GPS HAVE SAID continued shortfalls in vaccine supplies in the country mean they will not be able to ensure all over 70s receive their first jab by mid-April, as promised by Taoiseach Micheál Martin just over a week ago.

In his speech to the nation on 30 March, the Taoiseach said supply is to “dramatically increase” in April, May and June.

“By the middle of April, all over 70s will have had their first dose, and mid to late May all over 70s will be fully vaccinated,” he said.

But GPs have continued to report supply issues hampering their ability to move fully through their over 70s list, with some still working through their 75-79 or 80-84 cohorts.

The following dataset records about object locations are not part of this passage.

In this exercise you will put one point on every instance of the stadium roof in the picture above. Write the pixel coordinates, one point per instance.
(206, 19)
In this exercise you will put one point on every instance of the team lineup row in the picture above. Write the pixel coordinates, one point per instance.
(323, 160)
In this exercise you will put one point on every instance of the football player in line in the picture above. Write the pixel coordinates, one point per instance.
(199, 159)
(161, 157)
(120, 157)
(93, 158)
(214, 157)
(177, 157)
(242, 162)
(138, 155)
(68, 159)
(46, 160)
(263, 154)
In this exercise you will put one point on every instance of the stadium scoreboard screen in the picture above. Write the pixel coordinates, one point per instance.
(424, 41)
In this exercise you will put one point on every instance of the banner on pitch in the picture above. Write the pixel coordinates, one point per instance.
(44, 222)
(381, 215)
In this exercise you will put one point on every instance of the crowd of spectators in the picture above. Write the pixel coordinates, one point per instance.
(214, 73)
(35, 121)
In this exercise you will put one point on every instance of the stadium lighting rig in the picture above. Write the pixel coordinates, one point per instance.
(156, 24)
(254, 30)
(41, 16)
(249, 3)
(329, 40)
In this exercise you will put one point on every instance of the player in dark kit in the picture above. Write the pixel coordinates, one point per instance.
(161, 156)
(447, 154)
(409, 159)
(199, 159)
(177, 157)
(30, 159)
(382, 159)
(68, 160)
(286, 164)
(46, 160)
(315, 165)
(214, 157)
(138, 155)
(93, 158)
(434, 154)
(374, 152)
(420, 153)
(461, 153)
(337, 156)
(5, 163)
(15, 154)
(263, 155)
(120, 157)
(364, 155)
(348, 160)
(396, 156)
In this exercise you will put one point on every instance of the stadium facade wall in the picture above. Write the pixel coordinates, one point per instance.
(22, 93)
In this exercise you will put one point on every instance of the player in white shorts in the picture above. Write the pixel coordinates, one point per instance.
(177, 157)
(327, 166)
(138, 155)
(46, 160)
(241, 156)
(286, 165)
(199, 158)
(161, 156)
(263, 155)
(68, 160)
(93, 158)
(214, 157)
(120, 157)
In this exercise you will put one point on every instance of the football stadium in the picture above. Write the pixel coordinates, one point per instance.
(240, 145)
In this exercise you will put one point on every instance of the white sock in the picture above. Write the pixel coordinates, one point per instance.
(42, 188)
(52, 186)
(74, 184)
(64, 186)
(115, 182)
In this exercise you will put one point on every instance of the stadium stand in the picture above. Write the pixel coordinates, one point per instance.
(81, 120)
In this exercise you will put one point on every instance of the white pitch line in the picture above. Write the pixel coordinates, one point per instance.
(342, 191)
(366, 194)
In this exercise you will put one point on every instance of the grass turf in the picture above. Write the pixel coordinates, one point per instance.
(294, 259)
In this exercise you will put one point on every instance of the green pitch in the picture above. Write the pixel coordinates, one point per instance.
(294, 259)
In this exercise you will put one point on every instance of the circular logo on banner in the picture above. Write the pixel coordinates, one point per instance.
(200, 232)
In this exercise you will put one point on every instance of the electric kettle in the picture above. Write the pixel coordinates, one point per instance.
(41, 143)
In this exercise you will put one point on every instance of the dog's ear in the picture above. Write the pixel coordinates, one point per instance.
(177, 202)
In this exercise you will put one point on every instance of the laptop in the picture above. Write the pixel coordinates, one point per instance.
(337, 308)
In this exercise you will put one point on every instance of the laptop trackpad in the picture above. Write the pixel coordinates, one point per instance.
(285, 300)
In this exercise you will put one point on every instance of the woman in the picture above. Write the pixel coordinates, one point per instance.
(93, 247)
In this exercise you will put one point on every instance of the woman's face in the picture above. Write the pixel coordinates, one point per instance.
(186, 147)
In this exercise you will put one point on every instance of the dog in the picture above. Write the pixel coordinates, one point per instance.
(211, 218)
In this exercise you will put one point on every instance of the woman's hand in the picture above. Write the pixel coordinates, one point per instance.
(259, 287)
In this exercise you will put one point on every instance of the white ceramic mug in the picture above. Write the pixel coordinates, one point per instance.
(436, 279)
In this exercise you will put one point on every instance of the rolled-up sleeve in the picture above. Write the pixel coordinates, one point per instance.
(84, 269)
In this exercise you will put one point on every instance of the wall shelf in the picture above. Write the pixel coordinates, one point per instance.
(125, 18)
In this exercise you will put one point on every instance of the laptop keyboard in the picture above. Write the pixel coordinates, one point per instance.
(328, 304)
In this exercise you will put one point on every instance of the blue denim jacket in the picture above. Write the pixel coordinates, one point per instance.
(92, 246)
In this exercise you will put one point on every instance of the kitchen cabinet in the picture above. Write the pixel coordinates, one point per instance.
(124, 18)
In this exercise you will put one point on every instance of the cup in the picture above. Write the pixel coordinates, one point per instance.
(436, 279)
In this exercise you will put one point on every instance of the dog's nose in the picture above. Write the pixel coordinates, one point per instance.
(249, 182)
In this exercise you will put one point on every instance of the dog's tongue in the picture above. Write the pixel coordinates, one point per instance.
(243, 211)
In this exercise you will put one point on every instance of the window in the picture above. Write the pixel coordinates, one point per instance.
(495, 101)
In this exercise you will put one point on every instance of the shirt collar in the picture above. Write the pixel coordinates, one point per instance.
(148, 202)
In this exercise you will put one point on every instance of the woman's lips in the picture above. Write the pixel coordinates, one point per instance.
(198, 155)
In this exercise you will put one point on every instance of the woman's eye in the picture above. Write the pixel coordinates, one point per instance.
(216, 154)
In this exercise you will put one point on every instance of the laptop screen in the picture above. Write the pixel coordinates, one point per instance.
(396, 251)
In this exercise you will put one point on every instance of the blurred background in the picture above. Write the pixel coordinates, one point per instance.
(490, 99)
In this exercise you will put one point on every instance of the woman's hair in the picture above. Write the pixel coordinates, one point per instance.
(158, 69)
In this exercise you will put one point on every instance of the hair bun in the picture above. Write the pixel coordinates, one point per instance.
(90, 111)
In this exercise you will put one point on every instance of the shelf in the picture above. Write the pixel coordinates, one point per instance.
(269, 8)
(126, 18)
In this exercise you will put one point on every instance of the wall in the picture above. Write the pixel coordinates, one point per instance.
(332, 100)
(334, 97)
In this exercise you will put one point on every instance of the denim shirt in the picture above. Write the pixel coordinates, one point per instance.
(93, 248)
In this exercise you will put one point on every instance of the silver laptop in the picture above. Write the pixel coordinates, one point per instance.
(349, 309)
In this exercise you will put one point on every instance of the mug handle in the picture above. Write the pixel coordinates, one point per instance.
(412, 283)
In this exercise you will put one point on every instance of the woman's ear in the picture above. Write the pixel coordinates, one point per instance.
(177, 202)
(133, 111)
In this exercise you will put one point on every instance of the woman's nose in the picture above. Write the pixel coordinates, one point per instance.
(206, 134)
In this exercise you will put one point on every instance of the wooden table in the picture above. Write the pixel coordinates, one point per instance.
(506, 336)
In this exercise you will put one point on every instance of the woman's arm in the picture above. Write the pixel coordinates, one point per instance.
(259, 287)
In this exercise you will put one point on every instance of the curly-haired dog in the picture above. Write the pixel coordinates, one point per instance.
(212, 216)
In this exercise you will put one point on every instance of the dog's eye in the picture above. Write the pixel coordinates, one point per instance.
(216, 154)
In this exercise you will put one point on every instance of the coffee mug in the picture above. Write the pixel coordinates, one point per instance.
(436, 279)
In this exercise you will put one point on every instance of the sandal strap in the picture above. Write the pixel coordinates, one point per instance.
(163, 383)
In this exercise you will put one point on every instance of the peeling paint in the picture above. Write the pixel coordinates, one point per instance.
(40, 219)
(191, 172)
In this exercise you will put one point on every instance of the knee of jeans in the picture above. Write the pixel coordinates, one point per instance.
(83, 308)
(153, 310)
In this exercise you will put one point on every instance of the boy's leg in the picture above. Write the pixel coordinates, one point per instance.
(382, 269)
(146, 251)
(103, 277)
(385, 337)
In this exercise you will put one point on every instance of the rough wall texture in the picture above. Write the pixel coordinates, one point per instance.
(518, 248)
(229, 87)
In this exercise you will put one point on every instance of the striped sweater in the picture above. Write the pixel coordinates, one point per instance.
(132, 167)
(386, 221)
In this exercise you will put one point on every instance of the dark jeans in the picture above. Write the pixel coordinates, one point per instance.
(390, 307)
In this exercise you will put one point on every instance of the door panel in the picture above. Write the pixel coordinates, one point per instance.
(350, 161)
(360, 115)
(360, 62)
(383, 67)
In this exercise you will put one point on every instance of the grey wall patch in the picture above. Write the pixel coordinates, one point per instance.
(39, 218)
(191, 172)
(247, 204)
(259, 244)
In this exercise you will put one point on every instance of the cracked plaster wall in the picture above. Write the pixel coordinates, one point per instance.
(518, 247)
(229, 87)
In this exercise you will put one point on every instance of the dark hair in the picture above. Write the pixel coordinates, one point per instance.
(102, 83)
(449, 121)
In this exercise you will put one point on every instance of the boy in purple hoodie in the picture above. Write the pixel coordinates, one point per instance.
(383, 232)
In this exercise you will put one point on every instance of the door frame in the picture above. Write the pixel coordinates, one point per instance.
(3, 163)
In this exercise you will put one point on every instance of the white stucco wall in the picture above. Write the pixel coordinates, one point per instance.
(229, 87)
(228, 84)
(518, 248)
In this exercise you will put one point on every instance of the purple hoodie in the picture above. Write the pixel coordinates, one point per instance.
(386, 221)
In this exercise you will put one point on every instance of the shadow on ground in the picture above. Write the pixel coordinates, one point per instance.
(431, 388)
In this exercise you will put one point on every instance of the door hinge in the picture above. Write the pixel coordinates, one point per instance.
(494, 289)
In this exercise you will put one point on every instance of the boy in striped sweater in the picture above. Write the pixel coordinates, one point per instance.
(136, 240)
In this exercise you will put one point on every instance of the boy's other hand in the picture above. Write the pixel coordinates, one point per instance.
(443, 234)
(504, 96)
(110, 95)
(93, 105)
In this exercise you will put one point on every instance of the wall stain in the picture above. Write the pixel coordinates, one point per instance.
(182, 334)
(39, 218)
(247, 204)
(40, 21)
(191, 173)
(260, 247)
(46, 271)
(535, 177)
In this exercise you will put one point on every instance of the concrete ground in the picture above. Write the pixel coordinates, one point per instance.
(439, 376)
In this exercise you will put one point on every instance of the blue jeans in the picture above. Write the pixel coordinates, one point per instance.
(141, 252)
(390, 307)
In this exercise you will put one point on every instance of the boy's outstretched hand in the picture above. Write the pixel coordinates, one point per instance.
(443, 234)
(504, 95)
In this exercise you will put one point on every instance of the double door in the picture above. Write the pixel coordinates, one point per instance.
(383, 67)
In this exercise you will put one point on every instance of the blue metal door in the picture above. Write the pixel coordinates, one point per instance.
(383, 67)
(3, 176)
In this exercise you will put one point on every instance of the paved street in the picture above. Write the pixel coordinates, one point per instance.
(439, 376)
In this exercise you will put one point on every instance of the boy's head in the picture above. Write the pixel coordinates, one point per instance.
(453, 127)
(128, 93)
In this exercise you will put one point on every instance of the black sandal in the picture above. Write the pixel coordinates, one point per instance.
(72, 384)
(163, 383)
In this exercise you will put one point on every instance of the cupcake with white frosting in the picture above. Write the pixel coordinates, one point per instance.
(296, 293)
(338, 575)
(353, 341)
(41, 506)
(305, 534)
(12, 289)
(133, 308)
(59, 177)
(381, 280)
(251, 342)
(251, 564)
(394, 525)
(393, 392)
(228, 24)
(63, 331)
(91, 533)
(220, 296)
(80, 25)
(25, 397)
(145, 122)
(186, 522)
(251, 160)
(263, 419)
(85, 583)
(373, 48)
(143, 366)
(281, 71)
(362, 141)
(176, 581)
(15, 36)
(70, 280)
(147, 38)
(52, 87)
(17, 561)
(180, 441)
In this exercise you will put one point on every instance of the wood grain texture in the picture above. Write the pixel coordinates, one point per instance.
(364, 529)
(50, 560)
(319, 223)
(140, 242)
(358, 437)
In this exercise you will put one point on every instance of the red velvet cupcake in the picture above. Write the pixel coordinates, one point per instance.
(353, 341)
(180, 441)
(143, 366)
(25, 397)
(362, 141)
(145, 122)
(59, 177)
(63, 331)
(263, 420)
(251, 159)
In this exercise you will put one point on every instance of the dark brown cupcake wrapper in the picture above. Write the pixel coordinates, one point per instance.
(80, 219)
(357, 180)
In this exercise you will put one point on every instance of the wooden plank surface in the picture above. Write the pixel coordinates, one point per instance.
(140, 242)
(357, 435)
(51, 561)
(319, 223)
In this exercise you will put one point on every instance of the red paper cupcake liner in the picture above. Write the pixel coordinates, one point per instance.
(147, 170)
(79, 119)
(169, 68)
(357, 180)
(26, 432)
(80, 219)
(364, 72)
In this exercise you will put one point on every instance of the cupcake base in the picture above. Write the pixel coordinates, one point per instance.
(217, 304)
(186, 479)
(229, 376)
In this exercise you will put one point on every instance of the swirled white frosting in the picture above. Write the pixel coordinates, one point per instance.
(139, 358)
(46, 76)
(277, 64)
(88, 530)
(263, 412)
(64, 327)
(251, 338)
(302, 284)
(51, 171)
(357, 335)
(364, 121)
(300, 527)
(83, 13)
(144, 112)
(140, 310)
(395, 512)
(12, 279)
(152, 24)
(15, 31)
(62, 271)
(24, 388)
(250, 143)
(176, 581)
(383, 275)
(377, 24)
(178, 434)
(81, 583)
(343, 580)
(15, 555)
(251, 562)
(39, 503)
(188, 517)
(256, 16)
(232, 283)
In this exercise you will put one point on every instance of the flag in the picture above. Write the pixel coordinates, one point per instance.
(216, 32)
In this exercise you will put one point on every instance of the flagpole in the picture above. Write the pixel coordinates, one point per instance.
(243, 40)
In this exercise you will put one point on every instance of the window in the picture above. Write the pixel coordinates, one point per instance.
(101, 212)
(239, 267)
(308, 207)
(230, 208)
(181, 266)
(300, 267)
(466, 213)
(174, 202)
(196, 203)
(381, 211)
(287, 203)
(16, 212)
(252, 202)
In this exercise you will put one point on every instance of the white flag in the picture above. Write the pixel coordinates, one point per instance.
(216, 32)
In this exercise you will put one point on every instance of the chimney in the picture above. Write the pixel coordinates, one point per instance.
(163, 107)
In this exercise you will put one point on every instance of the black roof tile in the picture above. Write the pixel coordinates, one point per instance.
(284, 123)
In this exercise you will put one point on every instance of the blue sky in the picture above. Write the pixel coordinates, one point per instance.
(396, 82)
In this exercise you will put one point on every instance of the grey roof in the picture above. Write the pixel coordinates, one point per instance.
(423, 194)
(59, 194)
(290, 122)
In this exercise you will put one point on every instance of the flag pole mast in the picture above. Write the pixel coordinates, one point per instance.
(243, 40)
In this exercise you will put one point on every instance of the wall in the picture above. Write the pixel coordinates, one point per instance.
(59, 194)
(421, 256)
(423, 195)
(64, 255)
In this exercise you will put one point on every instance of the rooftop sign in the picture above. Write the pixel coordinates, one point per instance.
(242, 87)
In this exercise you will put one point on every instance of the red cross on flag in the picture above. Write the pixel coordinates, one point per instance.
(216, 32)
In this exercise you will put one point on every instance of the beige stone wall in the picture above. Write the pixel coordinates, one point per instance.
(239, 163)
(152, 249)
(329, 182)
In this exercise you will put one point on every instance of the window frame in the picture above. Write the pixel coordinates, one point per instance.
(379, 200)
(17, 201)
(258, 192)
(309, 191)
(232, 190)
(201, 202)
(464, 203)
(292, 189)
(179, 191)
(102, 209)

Some are now reluctant to get involved in the roll-out to at risk groups as they and their staff are experiencing burnout from months of juggling vaccine clinics and their normal practice work.

HSE Chief Clinical Officer Dr Colm Henry confirmed to The Journal that this mid-April timeline will not be met but said significant progress has been made and he is confident all over 70s will have their first doses by the end of the month.

“We were always aiming to get certainly all first doses for this over 70 age group by mid or the second half of April. I expect we’ll have covered all those first doses certainly within the month of April. 

“Our experience is there’s always something that happens, there are always – stragglers is the wrong word, but there are reasons we have to revisit it and pick people up.” 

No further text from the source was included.